Le syndicat des agents du Service extérieur, dont fait partie le personnel diplomatique à Ottawa, a lancé cet ultimatum et veut que cet arbitrage soit contraignant.

Le président du Conseil du Trésor, Tony Clement, a indiqué qu'il étudierait cette offre.

Si le gouvernement refuse l'arbitrage, les moyens de pression déjà entrepris se poursuivront et s'intensifieront, a averti le syndicat.

Impact économique

Selon le syndicat, c'est l'industrie touristique qui est la première à souffrir de ce conflit de travail, suivie par le secteur agricole, qui embauche des travailleurs saisonniers temporaires.

Les universités, qui attendent des étudiants étrangers, en font également les frais.

Les employés ont déjà diminué la cadence de travail, notamment pour le traitement des demandes de visa.
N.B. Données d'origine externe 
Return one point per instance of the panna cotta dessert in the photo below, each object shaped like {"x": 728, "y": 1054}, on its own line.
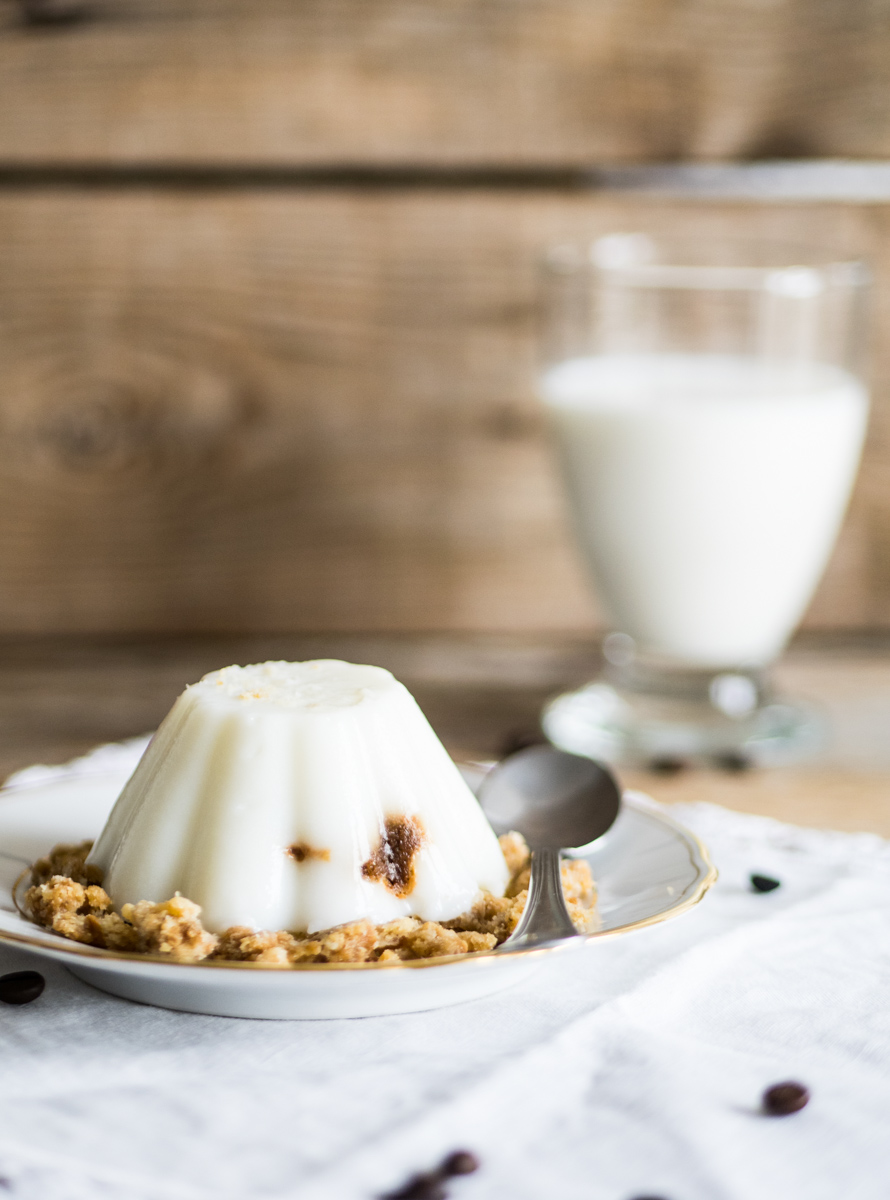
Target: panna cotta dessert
{"x": 288, "y": 813}
{"x": 299, "y": 796}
Certains bureaux affichent une baisse de 65 % du niveau de services.

Lorsque des ministres se déplacent lors de voyages officiels en dehors du pays, les employés responsables de l'organisation ne travaillent pas. Les autres dressent des piquets de grève autour des ambassades.

Les diplomates et agents des services étrangers réclament de meilleurs salaires, depuis le printemps. Ils se disent moins bien payés que d'autres employés fédéraux qui effectuent un travail équivalent.

Pour Tim Edwards, président de l'Association professionnelle des agents du service extérieur, le litige perdure depuis huit ans. Les agents sont sans contrat de travail depuis deux ans.